# Rubyn and Me :-)



## RubynRed1978 (Dec 15, 2014)

My youtube channel dedicated to Rubyn is in my signature.

I want to let people know about Rubyn and of my adventures being a first time Betta mom. The video's so far are mostly questions. One is a bunch of Bettas I saw at Petco. 

I am starting to make my own fish tank Decor for Rubyn since A.) His tank is odd and B.) I can't find any i like with smooth edges.

Yesterdays adventure (1-24-15?) was finding Rubyn in the back filter section of the tank instead of in his portion of the tank after a water change and having to clean the filter when it didn't work after filling the tank with water.


----------



## Carlieflowers (Jan 20, 2014)

My snail did that a couple times with the back filter section too. Silly little things.


----------



## RubynRed1978 (Dec 15, 2014)

Having Rubyn has definitely added a different dynamic to my "family". The family I am talking about is the ones who live in my apartment besides me, at which case I am the only human  truthfully I don't mind it that way.... 

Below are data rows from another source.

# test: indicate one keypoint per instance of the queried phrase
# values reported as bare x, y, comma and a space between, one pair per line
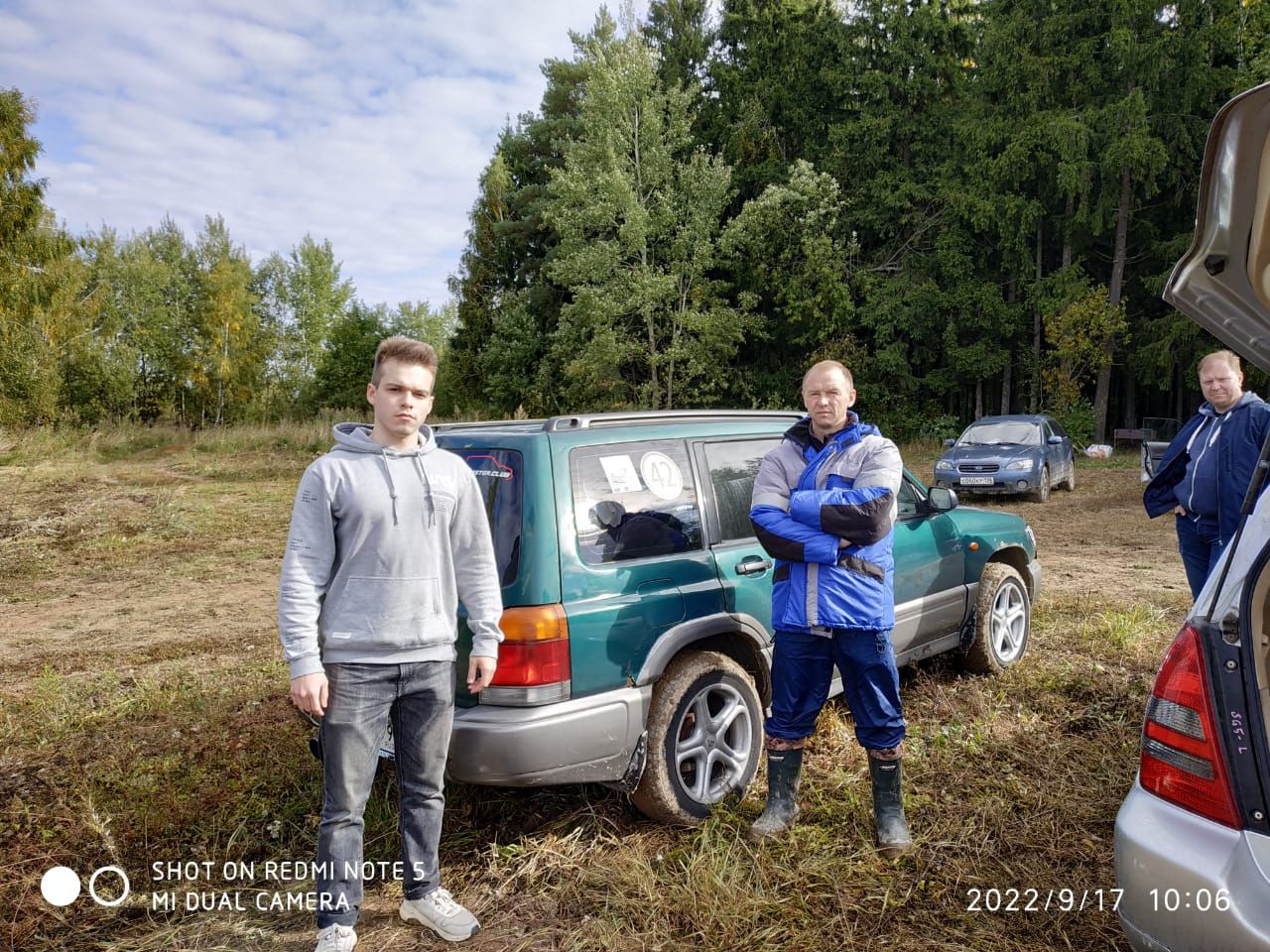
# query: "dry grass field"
144, 720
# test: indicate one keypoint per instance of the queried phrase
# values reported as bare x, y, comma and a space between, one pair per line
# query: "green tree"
638, 213
40, 280
299, 298
229, 347
792, 258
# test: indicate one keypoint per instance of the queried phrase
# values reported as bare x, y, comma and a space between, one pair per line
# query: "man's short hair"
828, 366
407, 350
1228, 357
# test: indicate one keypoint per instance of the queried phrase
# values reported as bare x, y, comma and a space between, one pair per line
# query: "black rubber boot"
893, 839
783, 774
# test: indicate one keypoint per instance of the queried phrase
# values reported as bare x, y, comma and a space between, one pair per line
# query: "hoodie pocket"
388, 612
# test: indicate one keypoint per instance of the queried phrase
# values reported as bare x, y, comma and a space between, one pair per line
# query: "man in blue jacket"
1206, 470
825, 509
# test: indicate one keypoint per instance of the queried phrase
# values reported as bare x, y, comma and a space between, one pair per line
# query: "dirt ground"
183, 585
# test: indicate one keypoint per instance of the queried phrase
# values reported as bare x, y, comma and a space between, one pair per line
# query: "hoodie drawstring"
388, 476
427, 490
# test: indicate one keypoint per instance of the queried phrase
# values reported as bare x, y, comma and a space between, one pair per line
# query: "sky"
365, 123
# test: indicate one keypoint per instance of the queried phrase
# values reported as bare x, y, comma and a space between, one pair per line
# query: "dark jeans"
420, 698
803, 667
1201, 546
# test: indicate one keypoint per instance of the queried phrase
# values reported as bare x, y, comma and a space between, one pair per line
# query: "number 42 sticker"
661, 475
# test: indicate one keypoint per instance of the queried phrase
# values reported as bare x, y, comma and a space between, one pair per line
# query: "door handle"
753, 565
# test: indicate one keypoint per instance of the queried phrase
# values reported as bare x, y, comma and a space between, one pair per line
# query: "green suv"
638, 601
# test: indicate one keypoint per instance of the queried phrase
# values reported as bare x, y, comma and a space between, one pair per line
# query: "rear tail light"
534, 657
1182, 758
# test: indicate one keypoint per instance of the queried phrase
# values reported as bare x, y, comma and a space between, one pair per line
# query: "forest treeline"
974, 204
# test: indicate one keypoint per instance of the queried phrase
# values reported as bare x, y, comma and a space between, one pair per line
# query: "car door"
744, 569
930, 575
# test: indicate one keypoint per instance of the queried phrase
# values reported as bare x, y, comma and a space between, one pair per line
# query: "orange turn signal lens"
535, 624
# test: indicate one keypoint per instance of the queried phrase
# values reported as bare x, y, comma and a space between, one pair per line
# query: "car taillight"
1182, 758
534, 657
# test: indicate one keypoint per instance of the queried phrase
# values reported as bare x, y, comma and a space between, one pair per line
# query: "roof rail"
580, 421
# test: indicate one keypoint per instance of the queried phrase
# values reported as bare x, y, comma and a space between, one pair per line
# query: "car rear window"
634, 500
500, 477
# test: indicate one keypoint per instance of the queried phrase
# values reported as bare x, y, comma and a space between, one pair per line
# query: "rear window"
499, 475
634, 500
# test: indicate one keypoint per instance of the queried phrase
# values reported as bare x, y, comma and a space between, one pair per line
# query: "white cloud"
365, 123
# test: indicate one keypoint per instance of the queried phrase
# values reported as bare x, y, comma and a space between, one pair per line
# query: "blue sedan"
1023, 454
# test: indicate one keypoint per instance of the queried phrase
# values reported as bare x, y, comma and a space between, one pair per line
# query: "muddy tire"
1070, 483
703, 738
1042, 493
1002, 621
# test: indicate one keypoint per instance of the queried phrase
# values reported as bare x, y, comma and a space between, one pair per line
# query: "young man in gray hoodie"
388, 535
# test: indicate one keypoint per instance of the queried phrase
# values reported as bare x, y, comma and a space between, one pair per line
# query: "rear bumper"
1173, 865
583, 740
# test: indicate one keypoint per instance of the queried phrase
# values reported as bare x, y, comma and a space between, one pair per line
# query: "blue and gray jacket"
1236, 435
806, 503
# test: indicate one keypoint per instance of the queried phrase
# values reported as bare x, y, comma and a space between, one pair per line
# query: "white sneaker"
335, 938
440, 912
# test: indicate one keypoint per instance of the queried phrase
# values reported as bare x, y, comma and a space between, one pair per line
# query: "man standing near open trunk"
825, 509
388, 535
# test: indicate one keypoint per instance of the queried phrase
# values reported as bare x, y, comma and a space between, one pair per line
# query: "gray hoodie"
384, 544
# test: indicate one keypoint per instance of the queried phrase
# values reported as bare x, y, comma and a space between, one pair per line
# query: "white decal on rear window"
620, 472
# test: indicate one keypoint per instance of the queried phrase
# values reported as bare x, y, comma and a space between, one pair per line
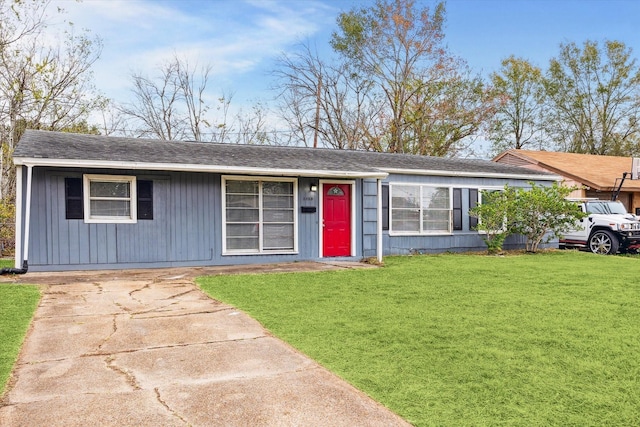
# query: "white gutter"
108, 164
18, 254
21, 256
27, 214
472, 174
379, 226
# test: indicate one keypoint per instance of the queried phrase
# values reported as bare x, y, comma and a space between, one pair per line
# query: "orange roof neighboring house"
598, 172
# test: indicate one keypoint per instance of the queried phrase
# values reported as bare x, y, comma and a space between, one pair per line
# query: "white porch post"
27, 213
379, 223
18, 225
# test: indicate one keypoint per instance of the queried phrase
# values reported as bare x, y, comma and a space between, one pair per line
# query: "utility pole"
315, 135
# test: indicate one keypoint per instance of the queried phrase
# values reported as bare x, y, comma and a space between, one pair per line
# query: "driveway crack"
131, 379
168, 408
114, 329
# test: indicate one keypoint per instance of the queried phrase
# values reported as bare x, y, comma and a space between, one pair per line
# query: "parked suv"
609, 228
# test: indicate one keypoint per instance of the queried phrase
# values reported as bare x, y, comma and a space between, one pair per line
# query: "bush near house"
540, 213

Before Rubyn I've had African dwarf frogs which are fully aquatic frogs but other than that fish and other aquatic animals have never been my first choice of "pets".

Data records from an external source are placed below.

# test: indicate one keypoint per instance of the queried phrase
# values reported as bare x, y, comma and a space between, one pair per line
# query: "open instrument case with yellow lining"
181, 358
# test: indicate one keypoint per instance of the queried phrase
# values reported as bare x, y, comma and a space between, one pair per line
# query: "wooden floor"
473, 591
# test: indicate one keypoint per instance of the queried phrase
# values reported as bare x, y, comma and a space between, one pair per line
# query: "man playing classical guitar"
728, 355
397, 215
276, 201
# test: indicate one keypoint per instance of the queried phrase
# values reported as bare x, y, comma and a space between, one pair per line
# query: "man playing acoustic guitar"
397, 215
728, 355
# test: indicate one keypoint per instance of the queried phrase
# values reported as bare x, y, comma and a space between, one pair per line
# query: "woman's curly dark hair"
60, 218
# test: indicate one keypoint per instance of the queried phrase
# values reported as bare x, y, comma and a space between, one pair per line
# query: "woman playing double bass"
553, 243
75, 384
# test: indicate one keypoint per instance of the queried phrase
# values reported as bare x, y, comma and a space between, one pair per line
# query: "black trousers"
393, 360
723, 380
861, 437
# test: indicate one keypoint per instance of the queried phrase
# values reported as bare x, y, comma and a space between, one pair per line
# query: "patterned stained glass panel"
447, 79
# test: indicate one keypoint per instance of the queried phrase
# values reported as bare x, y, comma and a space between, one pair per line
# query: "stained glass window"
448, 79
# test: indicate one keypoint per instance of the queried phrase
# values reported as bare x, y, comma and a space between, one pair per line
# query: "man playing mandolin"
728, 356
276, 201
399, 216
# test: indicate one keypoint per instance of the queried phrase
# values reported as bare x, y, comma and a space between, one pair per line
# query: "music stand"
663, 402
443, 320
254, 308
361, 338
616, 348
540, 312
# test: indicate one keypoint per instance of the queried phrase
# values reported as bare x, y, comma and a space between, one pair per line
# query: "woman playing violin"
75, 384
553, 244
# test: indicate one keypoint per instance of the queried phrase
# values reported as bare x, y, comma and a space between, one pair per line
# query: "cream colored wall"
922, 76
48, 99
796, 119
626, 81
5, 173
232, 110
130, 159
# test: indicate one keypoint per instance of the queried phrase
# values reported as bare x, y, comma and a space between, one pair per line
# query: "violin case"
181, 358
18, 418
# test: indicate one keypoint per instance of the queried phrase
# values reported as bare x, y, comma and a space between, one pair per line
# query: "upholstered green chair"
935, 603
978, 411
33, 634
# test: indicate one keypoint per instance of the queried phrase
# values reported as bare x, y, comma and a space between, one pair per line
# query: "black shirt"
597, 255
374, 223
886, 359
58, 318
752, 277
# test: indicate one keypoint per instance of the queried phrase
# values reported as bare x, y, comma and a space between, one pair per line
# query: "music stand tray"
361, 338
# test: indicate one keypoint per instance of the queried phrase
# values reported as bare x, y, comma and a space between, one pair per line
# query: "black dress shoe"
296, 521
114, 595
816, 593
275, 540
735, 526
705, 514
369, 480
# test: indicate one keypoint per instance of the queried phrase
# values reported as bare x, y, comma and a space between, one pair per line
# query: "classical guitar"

Rubyn however has changed that. With just having him to care for and not multiple fish its less stressfull for me and i can have a smaller tank.

I love just having him to care for though, watching his personality come out and seeing his likes and dislikes. But i still say he's a pig in a fishy body lol. He LOVES to eat. 

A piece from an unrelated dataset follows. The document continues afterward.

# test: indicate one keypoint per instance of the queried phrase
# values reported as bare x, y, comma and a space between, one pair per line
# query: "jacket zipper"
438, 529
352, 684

He likes shiny things and will follow and attack them. He is NOT a finger follower but likes watching me as much as i like watching him. 

Rubyn is not my only family member. I also have or should i say am owned by a 6 year old rescued Chihuahua named Buddy who is my doggy shadow and spoiled brat. 

Both of my kids are spoiled each in their own way. I am making Rubyn his own decor since I can't find any suitable for him from Sculpey clay.


----------



## PandaKami (Jan 22, 2015)

Oh that gorgeous red colour  <3 He's gorgeous !


----------



## RubynRed1978 (Dec 15, 2014)

Panda, 

Thank you. He is a great little fish and pretty. But I'm mommy so of course he is to me


----------



## PandaKami (Jan 22, 2015)

RubynRed1978 said:


> Panda,
> 
> Thank you. He is a great little fish and pretty. But I'm mommy so of course he is to me


Yeah I am the same. Although my attention is constantly split between my betta, my pup and my hamsters xD My boyfriend swears that if I could, I'd own a farm.xD


----------



## DaytonBetta (Feb 4, 2014)

Your fish is very handsome. I'd love to see pictures of your hamsters!


----------



## RubynRed1978 (Dec 15, 2014)

Rubyns big brother is a 15 pound Chihuahua named Buddy. Both are spoiled. Both are loved but Buddy is a demanding but cuddly little character. 

It's been confirmed that Rubyn is indeed fin biting so now i have to try and figure out why. It kinda worries me but at the same time i know it may have nothing to do with anything i am doing in his tank or around his tank. Off to bed


----------